Since we don’t have GPUs on the servers you can ignore that initial error.

In your case the real error is the OSError at the very end. Your saved model is not found.

I can see that you’re making a submission through a colab notebook. Could you please:

Make sure that you fill in the MODEL_OUTPUT_PATH with the name of your saved_model object? (See attached image)

image916×278 42 KB
If you have multiple saved files then follow the advice on this thread.

Let me know if this doesn’t solve the issue and we will dig in further

sho · February 13, 2021, 6:25am

Hi alfarzan,

Thank you for your information.
I modified the model file and it worked fine.

tom_snowdon · February 21, 2021, 2:59pm

Hi alfarzan,

Could you please look at submission #122698? I’m getting the similar errors … although I think the issue lies with how I’ve attempted to zip and unzip my model components.

Many thanks,
Tom

alfarzan · February 21, 2021, 4:16pm

Hi @tom_snowdon

So it seems everything is done correctly except that you have this model.zip file that I think is supposed to contain all the necessary models (?) but actually that compressed file is empty (only 22 bytes). Maybe fixing that would solve the issue?

If you’re going through the trouble of doing it this way, it might be a lot easier to go through the zip submission path and just put the models inside a directory that you submit inside your zip submission.

But I understand that if you have it working this way then it’s easier to keep pushing and make it work properly

tom_snowdon · February 21, 2021, 5:42pm

Thanks, that’s got me past a slight inaccuracy with folder paths, but I think I’m now hitting a genuine issue with loading back the tensorflow models.
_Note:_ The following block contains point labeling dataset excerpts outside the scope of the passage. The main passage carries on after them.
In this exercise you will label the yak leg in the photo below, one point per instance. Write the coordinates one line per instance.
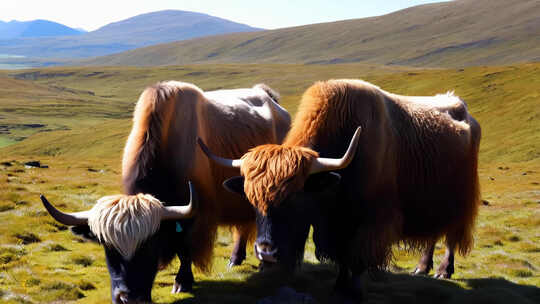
(426, 261)
(343, 279)
(446, 268)
(241, 235)
(184, 278)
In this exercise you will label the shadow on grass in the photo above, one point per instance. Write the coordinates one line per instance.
(318, 281)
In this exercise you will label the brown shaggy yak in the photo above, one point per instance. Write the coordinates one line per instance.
(409, 177)
(160, 157)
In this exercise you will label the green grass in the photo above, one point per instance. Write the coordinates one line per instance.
(41, 261)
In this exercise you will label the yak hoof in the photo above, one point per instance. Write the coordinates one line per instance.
(236, 261)
(442, 275)
(178, 288)
(419, 271)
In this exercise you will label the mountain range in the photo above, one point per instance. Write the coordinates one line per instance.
(139, 31)
(447, 34)
(36, 28)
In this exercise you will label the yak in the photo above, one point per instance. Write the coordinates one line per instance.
(159, 159)
(409, 177)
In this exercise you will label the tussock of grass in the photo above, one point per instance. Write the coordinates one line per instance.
(84, 261)
(61, 291)
(27, 238)
(56, 247)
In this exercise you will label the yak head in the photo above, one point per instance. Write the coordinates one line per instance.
(134, 231)
(290, 188)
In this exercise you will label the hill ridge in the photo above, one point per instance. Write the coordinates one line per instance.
(446, 34)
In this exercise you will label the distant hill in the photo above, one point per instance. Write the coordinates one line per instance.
(36, 28)
(448, 34)
(138, 31)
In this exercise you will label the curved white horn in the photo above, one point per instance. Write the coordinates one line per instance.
(182, 212)
(226, 162)
(70, 219)
(328, 164)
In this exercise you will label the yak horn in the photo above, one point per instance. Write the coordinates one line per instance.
(182, 212)
(69, 219)
(328, 164)
(226, 162)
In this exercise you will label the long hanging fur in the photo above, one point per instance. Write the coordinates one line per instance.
(125, 221)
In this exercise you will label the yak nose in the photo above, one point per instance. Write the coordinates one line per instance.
(121, 296)
(265, 251)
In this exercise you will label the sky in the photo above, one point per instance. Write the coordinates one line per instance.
(93, 14)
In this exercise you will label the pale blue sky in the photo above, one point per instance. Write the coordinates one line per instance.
(92, 14)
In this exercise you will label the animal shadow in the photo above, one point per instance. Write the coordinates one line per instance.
(317, 280)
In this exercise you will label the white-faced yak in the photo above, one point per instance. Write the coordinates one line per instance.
(161, 155)
(409, 176)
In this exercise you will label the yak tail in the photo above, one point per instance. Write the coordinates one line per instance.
(472, 199)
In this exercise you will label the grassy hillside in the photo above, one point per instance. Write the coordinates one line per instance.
(85, 113)
(450, 34)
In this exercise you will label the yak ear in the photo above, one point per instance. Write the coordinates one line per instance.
(235, 184)
(84, 232)
(322, 181)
Could you please give me your views on the issues with # 122718? I’ve tested loading back the models (unzipping to a different folder than the one used to zip stuff up) and everything loads and functions as expected in collab.

Edit: I can see that “print(tf.__ version__)” yields 2.4.1 in my collab notebook so that could be the issue? (although I am specifying ‘tensorflow==2.3’ in the config, so not sure how to correct this)

alfarzan · February 21, 2021, 6:51pm

Hi @tom_snowdon

I haven’t looked at the submission yet, but since you mention that the colab version is 2.4, that is likely the issue. Can you try and downgrade the version and see if that solves the issue?

If it doesn’t then I’ll look deeper and we’ll figure it out

tom_snowdon · February 21, 2021, 7:14pm

Thanks, that forced me to pick between the latest 1.x version or 2.4. However, I’ve got a working submission using pip install. I’m sure I’ve not used remotely best practice, but I’ll write a post on what I’ve done so there’s a framework people can copy (and critique).